The mock
processor connects to the Gecholog LLM Gateway to mock and replicate your LLM API responses. It works like this:
- Make a regular LLM API request to any
gecholog
router, for example/service/standard/
- The
mock
custom processor will record the response payload and response headers - Send as many requests as you want to
/mock/service/standard/
to get the same response over and over again
The mock
processor will randomize the response time to resemble an LLM API. You can change this behavior via the LAMBDA
environment variable.
Before you proceed, build the gecholog container.
From this directory, run
export NATS_TOKEN=changeme
export GUI_SECRET=changeme
export AISERVICE_API_BASE=https://your.openai.azure.com/
docker compose up -d
export AISERVICE_API_KEY=your_api_key
export DEPLOYMENT=your_deployment
Send the request to the /service/standard/
router:
curl -sS -H "api-key: $AISERVICE_API_KEY" -H "Content-Type: application/json" -X POST -d '{
"messages": [
{
"role": "system",
"content": "Assistant is a large language model trained by OpenAI."
},
{
"role": "user",
"content": "Who were the founders of Microsoft?"
}
],
"max_tokens": 15
}' "http://localhost:5380/service/standard/openai/deployments/$DEPLOYMENT/chat/completions?api-version=2023-05-15"

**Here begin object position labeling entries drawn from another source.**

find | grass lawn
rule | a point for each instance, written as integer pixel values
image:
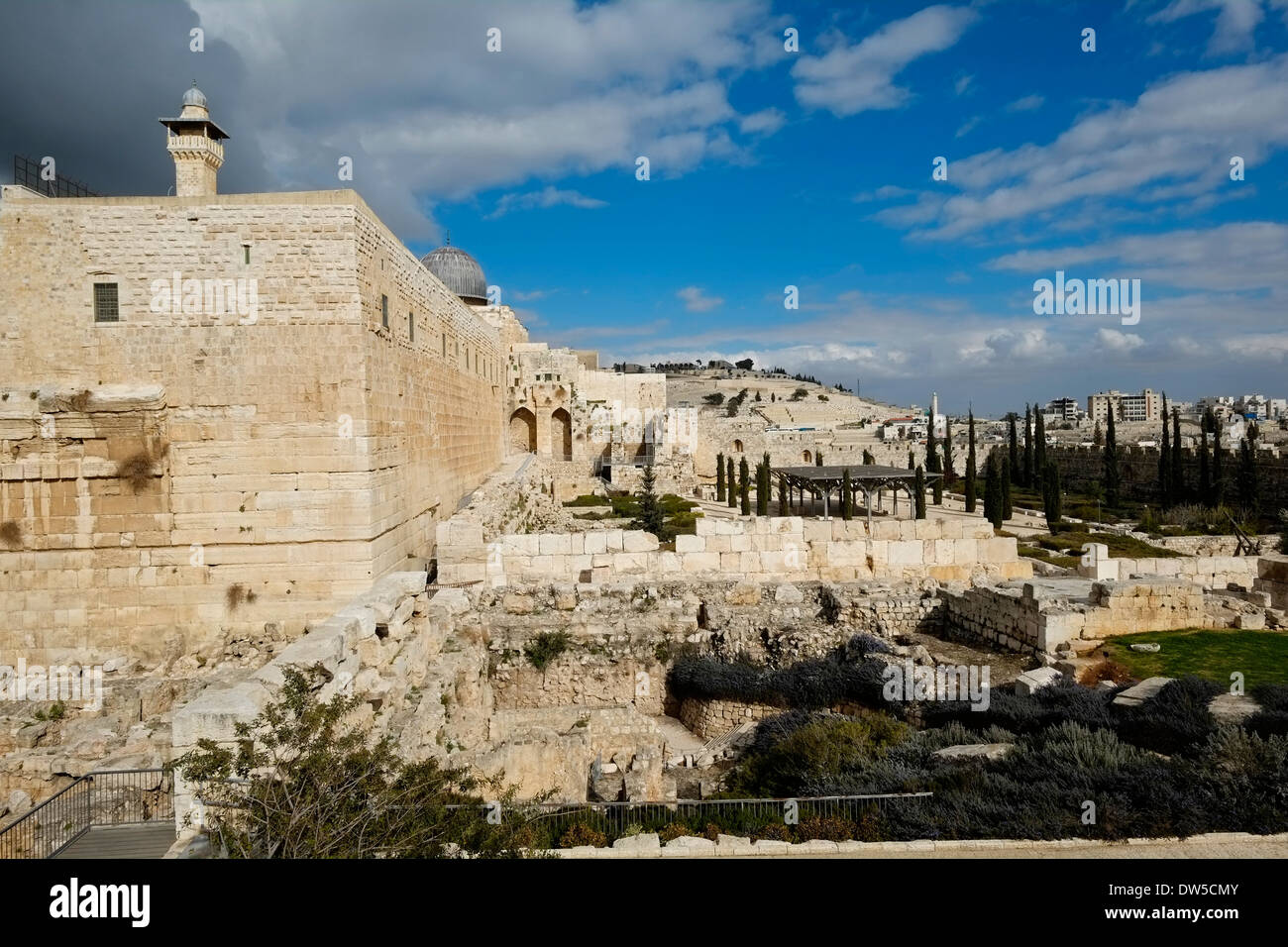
(1261, 656)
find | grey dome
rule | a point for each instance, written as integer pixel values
(460, 272)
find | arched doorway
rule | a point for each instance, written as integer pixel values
(561, 434)
(523, 431)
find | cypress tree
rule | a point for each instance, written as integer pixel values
(1051, 495)
(1026, 470)
(948, 451)
(918, 489)
(1038, 450)
(1164, 463)
(1111, 464)
(1013, 441)
(932, 466)
(651, 513)
(1006, 489)
(763, 487)
(1218, 472)
(1205, 471)
(745, 487)
(1248, 486)
(993, 489)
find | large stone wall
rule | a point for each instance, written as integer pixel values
(756, 548)
(1082, 468)
(416, 663)
(1039, 616)
(296, 455)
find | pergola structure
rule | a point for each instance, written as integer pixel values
(864, 478)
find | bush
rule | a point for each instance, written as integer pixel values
(1176, 720)
(589, 500)
(11, 534)
(1104, 671)
(545, 648)
(827, 827)
(307, 780)
(815, 750)
(581, 834)
(674, 830)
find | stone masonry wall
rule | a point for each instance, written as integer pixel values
(756, 548)
(296, 455)
(1039, 616)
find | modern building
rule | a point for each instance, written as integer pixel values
(1065, 408)
(1145, 406)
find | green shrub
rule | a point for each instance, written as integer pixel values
(546, 647)
(589, 500)
(581, 834)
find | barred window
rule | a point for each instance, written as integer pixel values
(106, 304)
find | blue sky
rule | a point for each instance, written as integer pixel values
(812, 169)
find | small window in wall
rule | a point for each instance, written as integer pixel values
(106, 304)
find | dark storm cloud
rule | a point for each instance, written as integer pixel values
(85, 84)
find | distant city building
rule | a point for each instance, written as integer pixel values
(1065, 408)
(1145, 406)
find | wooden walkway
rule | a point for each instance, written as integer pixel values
(147, 840)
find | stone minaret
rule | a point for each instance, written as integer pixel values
(194, 144)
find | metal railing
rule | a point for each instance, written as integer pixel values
(726, 815)
(29, 174)
(106, 797)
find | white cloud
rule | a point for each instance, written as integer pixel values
(546, 197)
(1235, 24)
(1176, 138)
(428, 114)
(697, 300)
(1026, 103)
(1116, 342)
(1234, 258)
(764, 123)
(851, 78)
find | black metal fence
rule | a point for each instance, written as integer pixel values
(108, 797)
(30, 174)
(760, 817)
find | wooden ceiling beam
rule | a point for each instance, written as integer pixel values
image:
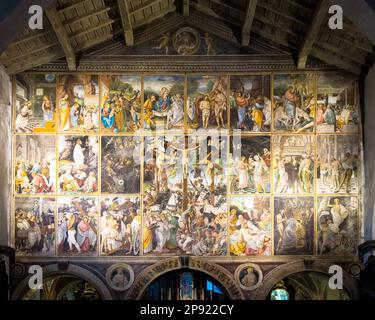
(75, 20)
(36, 34)
(338, 34)
(71, 6)
(58, 27)
(207, 11)
(323, 55)
(97, 41)
(101, 25)
(156, 15)
(126, 22)
(38, 49)
(248, 22)
(319, 17)
(34, 62)
(360, 59)
(144, 5)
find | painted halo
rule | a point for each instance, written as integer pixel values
(120, 276)
(249, 276)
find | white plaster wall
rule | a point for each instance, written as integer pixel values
(369, 156)
(5, 156)
(364, 19)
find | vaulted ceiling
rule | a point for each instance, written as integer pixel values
(72, 27)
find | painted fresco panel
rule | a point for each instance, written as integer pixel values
(77, 231)
(121, 104)
(78, 103)
(78, 164)
(250, 164)
(294, 225)
(250, 103)
(294, 102)
(35, 226)
(35, 167)
(293, 164)
(337, 225)
(337, 103)
(120, 165)
(250, 226)
(163, 108)
(207, 103)
(337, 163)
(120, 226)
(35, 103)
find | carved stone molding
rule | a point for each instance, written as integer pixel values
(192, 64)
(149, 274)
(124, 274)
(245, 268)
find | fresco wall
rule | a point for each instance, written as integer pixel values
(176, 164)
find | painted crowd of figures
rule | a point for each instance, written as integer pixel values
(82, 104)
(205, 165)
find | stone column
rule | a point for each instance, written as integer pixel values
(5, 156)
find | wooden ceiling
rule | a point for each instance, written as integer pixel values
(73, 26)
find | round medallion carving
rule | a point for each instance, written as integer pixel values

Now try to make your requests to the mock router /mock/service/standard/
:
curl -sS -H "Content-Type: application/json" -X POST -d '{
"messages": [
{
"role": "system",
"content": "Assistant is a large language model trained by OpenAI."
},
{
"role": "user",
"content": "Who were the founders of Microsoft?"
}
],
"max_tokens": 15
}' "http://localhost:5380/mock/service/standard/openai/deployments/any/chat/completions?api-version=2023-05-15"
And you should receive the same response back, without Gecholog forwarding your second request.
Use the Log Lister to inspect the traffic
mock
will store the last response for each router.
request1 to /service/standard/ returns answer1
request2 to /service/standard/ returns answer2
request3 to /service/standard/ returns answer3
request4 to /mock/service/standard/ returns answer3
mock
will separate the responses for each router.
request1 to /service/standard/ returns answer1
request2 to /service/capped/ returns answer2
request3 to /mock/service/standard/ returns answer1
request4 to /mock/service/capped/ returns answer2
mock
will randomize response time using the Exponential distribution with environment variable LAMBDA
. Set LAMBDA=0
to disable the latency which is the default value. The docker-compose.yml
uses LAMBDA=0.2
which gives a mean response time of 500 ms.